Strokes Caused by Blood Clots or Hemorrhages. A blood clot or hemorrhage in the brain leading to a stroke can cause a severe headache, sometimes referred to as a thunderclap headache when it is very sudden and severe. The onset of such a headache, particularly if it is associated with confusion, stupor, or other neurologic symptoms, mandates prompt medical attention.

Epilepsy. Severe headaches that can last 12 hours or longer are very common in epilepsy. Migraine is particularly associated with epilepsy.

Head Injuries. It is obvious that a significant blow to the head will cause pain. In most cases, the pain is similar to tension-type headache and is treated in the same way as the primary headache. Post-injury headaches, however, can reflect serious damage, ranging from skull fractures to internal bleeding, and monitoring is important.

Disorders of the Meninges. The meninges are the membranes covering the brain and the spinal cord. Meningitis, which is an infection or irritation of these membranes, is an uncommon but potentially serious cause of severe headache. Other symptoms include nausea and stiffness or pain in the neck.

Gynecologic Problems. Many clinicians have anecdotally linked gynecologic problems, such as ovarian cysts and menstrual disorders, to chronic headaches, and new data are emerging to support this association.
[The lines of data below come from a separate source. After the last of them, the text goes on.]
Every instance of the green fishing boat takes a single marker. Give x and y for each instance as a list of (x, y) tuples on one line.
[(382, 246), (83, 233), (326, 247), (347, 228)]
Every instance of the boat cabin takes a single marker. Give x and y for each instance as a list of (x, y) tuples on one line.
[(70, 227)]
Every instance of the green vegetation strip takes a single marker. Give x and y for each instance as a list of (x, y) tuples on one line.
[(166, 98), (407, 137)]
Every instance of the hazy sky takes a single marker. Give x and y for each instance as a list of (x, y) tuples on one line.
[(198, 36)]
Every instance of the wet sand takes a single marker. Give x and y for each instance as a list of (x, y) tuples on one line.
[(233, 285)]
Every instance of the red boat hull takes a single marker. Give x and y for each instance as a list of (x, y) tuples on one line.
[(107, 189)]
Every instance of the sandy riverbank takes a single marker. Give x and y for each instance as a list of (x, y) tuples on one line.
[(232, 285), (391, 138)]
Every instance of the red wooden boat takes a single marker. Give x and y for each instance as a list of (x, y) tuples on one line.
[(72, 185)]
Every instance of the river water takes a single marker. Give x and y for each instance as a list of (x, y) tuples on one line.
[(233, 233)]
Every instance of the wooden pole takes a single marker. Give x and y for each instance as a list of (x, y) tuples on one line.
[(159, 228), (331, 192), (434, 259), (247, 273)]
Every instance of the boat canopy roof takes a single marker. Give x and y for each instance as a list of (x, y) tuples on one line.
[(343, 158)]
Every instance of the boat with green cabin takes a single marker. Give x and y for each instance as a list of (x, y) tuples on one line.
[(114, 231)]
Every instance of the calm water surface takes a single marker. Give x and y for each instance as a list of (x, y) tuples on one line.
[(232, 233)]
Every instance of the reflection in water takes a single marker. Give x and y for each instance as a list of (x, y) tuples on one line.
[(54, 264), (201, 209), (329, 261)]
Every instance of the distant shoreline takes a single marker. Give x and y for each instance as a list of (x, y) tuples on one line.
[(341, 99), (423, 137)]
Temporal (Giant Cell) Arteritis. Certain causes of headaches are unique to the elderly, such as temporal arteritis, also called giant cell arteritis. Inflammation in arteries that carry blood to the head, neck, and sometimes the upper part of the body can cause very severe headaches. The risk for this headache is highest in people over age 70, especially among women, people of European heritage, and patients with polymyalgia rheumatica.

Miscellaneous Causes of Benign Headaches. Rapid consumption of ice cream or other very cold foods or beverages is the most common trigger of sudden headache pain, which may be prevented by warming the food or drink for a few seconds in the front of the mouth before swallowing. Other common benign causes of headache include eyestrain, dental problems, allergies, systemic infections, and caffeine withdrawal. Headaches may be induced by sexual activity or intense physical exertion. Leakage from spinal cord fluid is rare but can cause headaches that may be mistaken for brain tumors.